A diplomata chefiou nossa representação em Moscou, onde viveu de 1995 a 2001 e, assim, se fez observadora privilegiada, acompanhando o período de debacle do império soviético e a ascensão de Vladimir Putin. A seguir, um resumo da entrevista, que pode ser lida na íntegra em https://diplomatique.org.br/entrevista-thereza-quintella/.
Por que a guerra?
Quintella abre a conversa convidando-nos a identificar, para além dos comunicados oficiais, as motivações que levaram a Rússia a invadir a Ucrânia, dando início a uma guerra que, afinal, vinha se insinuando desde pelo menos 2014, e hoje envolve diretamente a Europa, deitando suas consequências, como rastilho de pólvora, em praticamente todo o mundo.
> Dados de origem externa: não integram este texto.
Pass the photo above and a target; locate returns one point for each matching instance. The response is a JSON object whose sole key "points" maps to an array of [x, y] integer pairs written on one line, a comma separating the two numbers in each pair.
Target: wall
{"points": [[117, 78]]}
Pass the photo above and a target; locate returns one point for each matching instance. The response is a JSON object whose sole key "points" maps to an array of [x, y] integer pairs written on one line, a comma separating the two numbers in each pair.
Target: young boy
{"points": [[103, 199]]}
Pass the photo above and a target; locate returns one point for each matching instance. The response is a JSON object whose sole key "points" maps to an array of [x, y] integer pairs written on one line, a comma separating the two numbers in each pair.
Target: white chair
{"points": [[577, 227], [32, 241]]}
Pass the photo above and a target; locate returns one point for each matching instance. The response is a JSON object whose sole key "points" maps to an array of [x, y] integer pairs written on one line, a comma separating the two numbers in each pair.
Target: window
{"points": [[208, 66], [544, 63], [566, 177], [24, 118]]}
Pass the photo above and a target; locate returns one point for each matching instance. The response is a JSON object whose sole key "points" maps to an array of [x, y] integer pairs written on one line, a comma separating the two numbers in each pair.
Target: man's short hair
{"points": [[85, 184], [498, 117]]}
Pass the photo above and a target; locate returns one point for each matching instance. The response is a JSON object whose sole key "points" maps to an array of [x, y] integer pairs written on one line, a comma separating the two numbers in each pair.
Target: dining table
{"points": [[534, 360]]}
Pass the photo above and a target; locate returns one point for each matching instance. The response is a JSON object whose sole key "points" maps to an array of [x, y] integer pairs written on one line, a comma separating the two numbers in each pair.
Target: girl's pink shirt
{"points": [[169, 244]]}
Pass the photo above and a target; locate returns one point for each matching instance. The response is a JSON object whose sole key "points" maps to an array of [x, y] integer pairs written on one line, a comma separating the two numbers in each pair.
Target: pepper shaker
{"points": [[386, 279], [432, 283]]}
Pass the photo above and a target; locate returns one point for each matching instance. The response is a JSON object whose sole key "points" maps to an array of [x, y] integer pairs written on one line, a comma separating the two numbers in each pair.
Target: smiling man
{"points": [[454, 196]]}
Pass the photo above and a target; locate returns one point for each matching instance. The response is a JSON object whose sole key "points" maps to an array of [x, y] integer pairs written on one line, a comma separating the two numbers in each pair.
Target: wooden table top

No Ocidente, quase todas as hipóteses com alguma plausibilidade foram admitidas. Para muitos analistas, a intervenção russa ou a “operação militar especial”, segundo o eufemismo de Putin, seria uma resposta ao desrespeito ucraniano ao Protocolo de Minsk negociados por Alemanha e França em 2015 e ignorado pela Ucrânia;[1] há os que a veem como represália aos ataques ucranianos contra as províncias separatistas (pró-russas) de Lugansk e Donetsk. Finalmente, até a simples derrubada de Volodymyr Zelensky foi listada como o leitmotiv do impulso guerreiro de Putin.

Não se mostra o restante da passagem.